Scottish Monarchs Page 7

Kings and Queens of Scotland - George I to Queen Victoria.


House of Hanover (1714 – 1901)

DETERMINED that England should retain its religious infrastructure, the Act of Settlement which was introduced at the start of the childless Queen Anne's reign in 1701, decreed that upon her death the British Crown should bi-pass forty-two Catholic claimants in favour of the nearest Protestant candidate. That candidate, as it transpired, was Sophia, daughter of James VI's daughter Elizabeth, who had married Frederick, Elector of Palatine.

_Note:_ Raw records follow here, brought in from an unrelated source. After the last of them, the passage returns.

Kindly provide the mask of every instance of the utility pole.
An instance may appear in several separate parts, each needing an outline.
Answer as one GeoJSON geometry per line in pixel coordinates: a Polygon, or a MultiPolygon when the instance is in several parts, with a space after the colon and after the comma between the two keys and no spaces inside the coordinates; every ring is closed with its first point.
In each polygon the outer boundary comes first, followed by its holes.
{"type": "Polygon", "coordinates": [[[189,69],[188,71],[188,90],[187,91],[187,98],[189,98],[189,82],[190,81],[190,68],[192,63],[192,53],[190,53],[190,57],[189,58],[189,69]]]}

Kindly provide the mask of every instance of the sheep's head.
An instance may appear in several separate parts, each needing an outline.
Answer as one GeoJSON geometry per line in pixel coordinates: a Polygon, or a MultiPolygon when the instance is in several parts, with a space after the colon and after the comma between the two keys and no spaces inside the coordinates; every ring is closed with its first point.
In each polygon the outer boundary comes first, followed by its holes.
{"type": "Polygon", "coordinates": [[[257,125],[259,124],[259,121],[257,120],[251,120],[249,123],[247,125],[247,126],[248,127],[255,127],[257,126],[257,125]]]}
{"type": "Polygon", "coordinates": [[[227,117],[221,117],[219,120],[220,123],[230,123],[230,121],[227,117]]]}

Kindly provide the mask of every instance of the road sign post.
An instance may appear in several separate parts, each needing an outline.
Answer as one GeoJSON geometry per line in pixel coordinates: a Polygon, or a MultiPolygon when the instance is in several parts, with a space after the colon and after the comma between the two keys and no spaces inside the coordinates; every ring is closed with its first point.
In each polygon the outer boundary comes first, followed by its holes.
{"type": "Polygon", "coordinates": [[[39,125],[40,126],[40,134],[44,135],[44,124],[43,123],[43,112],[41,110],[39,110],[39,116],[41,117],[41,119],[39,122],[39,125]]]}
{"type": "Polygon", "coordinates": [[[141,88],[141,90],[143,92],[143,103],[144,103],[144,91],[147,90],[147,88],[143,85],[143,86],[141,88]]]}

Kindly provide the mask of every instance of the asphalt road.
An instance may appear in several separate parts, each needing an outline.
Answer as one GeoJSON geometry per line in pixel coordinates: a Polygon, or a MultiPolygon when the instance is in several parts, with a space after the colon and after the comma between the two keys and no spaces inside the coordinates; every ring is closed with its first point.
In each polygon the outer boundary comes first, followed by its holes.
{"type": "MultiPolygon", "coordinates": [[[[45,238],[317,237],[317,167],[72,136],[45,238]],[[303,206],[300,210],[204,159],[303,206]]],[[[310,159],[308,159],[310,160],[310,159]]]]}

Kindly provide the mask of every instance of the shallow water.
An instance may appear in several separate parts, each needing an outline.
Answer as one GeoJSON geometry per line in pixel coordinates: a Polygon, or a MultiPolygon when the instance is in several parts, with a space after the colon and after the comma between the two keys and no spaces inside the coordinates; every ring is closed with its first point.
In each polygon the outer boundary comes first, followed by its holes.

In 1707, this legislation was incorporated into the Act of Union between Scotland and England, which dissolved the Scottish Parliament in favour of a single British parliament based in London. Although Queen Anne was certainly sympathetic to her half-brother's claim to the succession, the fact remains that when she died in 1714 the British Government chose Sophia's eldest son, George.

1714-27 George I
THE Elector of Hanover, now George I of England, arrived in London unable to speak a word of English and anxious to use his new found position to obtain advantages for his German principality. Had his cousin James Francis, the “de jure King over the Water” been of stronger character, and had his supporters more honourable, the exiled Stuarts might easily have reversed the situation. As it was, the first Jacobite Rising of 1715, led by the Earl of Mar in Scotland, failed dismally.

1727- 60 George II
GEORGE II succeeded his father as King of Great Britain and Ireland in 1727. In 1742, Britain took part in the War of Austrian Succession. Then in 1745, Prince Charles Edward Stuart, the “Young Pretender” sailed from France and landed on the Hebridean isle of Eriskay. Within two months he had raised a Highland army and marched on Edinburgh to take up residence at Holyrood Palace. At Market Cross, his father was proclaimed as James III of England and James VIII of Scotland. On 21st September, Government troops were routed at the Battle of Prestonpans and the Jacobite army marched south into England, reaching Derby on 4th December, 1745. It seemed that nothing could stop them. Had Bonny Prince Charlie pressed home his advantage and marched on London, the entire course of British history would have changed dramatically, but the fatal decision was taken to return to Scotland and postpone the invasion until the following year. The Government victory at the Battle of Culloden Moor in April 1746 destroyed once and for all any hope of the House of Stuart retrieving its lost inheritance. Prince Charles Edward Stuart retreated to Rome, where his brother James was a Cardinal. George II died unexpectedly at the age of seventy seven and was succeeded by his grandson.

1760- 1820 George III
DURING George III's reign, Britain's American colonies, exasperated by taxation, rebelled and, in 1873, achieved independence. Britain was also preoccupied with a series of wars against post-revolution France and the Emperor Napoleon, which came to an end in 1815. Despite moments of brilliance, the King suffered from regular bouts of mental illness and from 1810, his son, the Prince of Wales, acted as Regent. King George himself never set foot in Scotland.

George IV, Sir David Wilkie (1785-1841) Oil on canvas, 1829
George IV, Sir David Wilkie (1785-1841) Oil on canvas, 1829
1820-30 George IV
GEORGE IV was the first Hanovarian Monarch to pay a visit to Scotland, arriving in Leith in 1822. He spent three weeks in Edinburgh and hosted a grand reception for Scottish society at the Palace of Holyrood, much in keeping with the lavish lifestyle he had adopted. He had married Princess Caroline of Brunswick in return for the British parliament paying his debts, but a scandalous divorce ensued.

1830-37 William IV
“THE Sailor King”, so called for having served in the Royal Navy, William, Duke of Clarence and St Andrews, succeeded his brother in 1830. Having set up house with the actress Mrs Jordan, who bore him ten children, he married Adelaide, daughter of the Duke of Saxe-Meiningen in 1818. Both their daughters died in infancy.

1837- 1901 Victoria
THE only child of George III's fourth son, Edward, Duke of Kent, Victoria succeeded her uncle in 1837. In 1842, she and her husband Prince Albert of Saxe-Coburg-Gotha made their first visit to Scotland and purchased Balmoral Castle in Aberdeenshire in 1848. From then on the precedent of the Royal family spending their holidays on Deeside was set, and the Scottish Highlands took on a special significance as a fashionable sporting playground for the rich. The reign of Queen Victoria ushered in the Industrial Revolution, and Britain prospered as never before with the British Empire reaching into the far corners of the world. In 1876, Victoria became Empress of India. Her reign spanned sixty three years and she died at her home on the Isle of Wight in January 1901.